Detroit execs should learn when to keep their mouths shut
Add comment December 2nd, 2008
Published Nov. 23:
With their recent sojourns to Washington to plead for money from the government, the Detroit automakers have managed to lose their respective identities.
They have officially become the hottest political potatoes on Capitol Hill.
After days of hysteria, during which the CEOs of the companies offered disastrous testimony to Congress, Democrats not only balked at writing the companies a blank check — a notion they have been desperately promoting for weeks — but abruptly joined their Republican counterparts by demanding some kind of justification from the automakers.
It seems that the CEOs managed to talk for two days and read a combined 30 pages of prepared testimony without ever telling congressional leaders why taxpayers should be responsible for saving the companies they can’t.
Actually, I think they gave the lawmakers too many reasons but not enough real answers.
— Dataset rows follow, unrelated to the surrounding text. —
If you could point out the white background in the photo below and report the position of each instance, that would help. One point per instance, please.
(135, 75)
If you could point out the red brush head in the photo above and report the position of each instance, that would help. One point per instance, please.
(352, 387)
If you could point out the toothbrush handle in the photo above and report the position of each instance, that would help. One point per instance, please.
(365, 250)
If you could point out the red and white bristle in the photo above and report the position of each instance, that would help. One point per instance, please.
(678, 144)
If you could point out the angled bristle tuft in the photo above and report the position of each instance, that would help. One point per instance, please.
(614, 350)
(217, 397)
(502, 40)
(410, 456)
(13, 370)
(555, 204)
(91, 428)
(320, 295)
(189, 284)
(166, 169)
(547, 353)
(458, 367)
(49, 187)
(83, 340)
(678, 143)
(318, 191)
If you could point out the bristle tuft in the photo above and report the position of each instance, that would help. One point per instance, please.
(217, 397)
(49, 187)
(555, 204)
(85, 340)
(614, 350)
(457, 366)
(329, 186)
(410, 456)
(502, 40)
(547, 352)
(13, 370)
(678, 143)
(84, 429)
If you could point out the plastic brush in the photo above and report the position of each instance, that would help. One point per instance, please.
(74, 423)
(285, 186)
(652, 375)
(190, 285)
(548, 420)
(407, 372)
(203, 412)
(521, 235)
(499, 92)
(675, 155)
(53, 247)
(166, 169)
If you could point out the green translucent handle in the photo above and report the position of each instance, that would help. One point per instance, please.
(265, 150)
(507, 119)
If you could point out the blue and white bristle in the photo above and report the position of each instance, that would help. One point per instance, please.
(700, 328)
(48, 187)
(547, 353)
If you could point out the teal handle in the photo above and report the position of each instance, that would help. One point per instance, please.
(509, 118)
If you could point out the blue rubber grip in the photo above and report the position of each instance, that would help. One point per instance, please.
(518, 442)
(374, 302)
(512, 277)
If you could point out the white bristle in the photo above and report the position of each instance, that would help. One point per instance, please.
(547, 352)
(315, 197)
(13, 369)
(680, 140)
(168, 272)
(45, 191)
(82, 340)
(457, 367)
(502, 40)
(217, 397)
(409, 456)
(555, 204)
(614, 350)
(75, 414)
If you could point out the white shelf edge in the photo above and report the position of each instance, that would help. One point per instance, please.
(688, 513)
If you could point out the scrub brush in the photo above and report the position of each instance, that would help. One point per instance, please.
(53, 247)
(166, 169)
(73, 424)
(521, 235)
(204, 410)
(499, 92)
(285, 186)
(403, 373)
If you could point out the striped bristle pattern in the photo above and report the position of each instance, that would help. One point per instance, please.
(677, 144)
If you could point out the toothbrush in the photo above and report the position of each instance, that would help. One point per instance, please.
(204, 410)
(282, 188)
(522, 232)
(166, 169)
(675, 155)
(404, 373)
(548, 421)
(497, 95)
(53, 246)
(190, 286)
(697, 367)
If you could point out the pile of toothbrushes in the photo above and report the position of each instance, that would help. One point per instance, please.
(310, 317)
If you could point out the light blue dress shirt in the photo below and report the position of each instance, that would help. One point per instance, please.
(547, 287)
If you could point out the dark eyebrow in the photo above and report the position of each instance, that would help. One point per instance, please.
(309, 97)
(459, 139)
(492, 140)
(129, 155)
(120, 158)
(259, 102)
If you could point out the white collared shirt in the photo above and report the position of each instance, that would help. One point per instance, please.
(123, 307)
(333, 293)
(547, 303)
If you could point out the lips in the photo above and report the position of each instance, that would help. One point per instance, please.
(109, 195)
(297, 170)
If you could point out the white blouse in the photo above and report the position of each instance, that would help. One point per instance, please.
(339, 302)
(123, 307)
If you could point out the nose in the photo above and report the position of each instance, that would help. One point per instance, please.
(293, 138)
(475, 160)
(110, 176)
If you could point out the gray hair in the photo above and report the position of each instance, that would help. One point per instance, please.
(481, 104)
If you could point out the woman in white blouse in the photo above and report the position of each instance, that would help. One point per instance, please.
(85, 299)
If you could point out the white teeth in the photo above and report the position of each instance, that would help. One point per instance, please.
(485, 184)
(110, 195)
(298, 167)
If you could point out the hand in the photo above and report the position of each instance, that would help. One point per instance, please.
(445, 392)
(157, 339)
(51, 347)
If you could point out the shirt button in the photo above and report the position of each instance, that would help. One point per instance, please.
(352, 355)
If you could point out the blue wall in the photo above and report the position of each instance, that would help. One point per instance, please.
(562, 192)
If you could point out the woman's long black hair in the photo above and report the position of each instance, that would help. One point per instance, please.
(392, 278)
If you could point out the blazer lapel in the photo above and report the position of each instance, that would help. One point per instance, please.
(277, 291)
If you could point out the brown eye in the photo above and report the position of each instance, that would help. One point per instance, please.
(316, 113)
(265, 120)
They tried, of course, nodding like a row of bobblehead dolls when asked whether the investment would be a sound one.
It’s not bad management, the bobbleheads assured lawmakers solemnly. They just can’t get a loan these days.
Of course. That’s why every other American company is going to fail — within minutes! — if they don’t get their hands on some government money, or so their testimony suggested.
They should have stopped talking right then.
Unfortunately, they didn’t.
Ford CEO Alan Mulally acknowledged that the U.S. auto industry has made mistakes “in the past” and went on to argue that “the mix of the housing crisis, credit crunch, wildly fluctuating gas prices and major spikes in commodity prices has led to an unprecedented reversal in the business environment.”
Seems valid, although he failed to note that the “wildly fluctuating gas prices” have dropped to their lowest levels since 2004 without causing a dramatic uptick in sales, which I would expect, based on his argument.
But it was Chrysler CEO Bob Nardelli who came up with the most creative reasons the automakers should get handouts.
“The crippling of the industry would have severe and debilitating ramifications for the industrial base of the United States, would undermine our nation’s ability to respond to military challenges and would threaten our national security,” he told Congress.
To which “industry” is he referring? Halliburton?
He certainly can’t be talking about the domestic auto industry, which hasn’t worked for the Department of Defense for decades, or its suppliers, who have competitors around the globe.
And wrapping the No. 3 U.S. automaker in the U.S. flag under the guise of “national security” is hysterical, irresponsible hyperbole.
General Motors jumped on the same bandwagon last week at gmfactsandfiction.com.
What’s the justification for invoking such a claim? “Buy a Pontiac or the terrorists win”?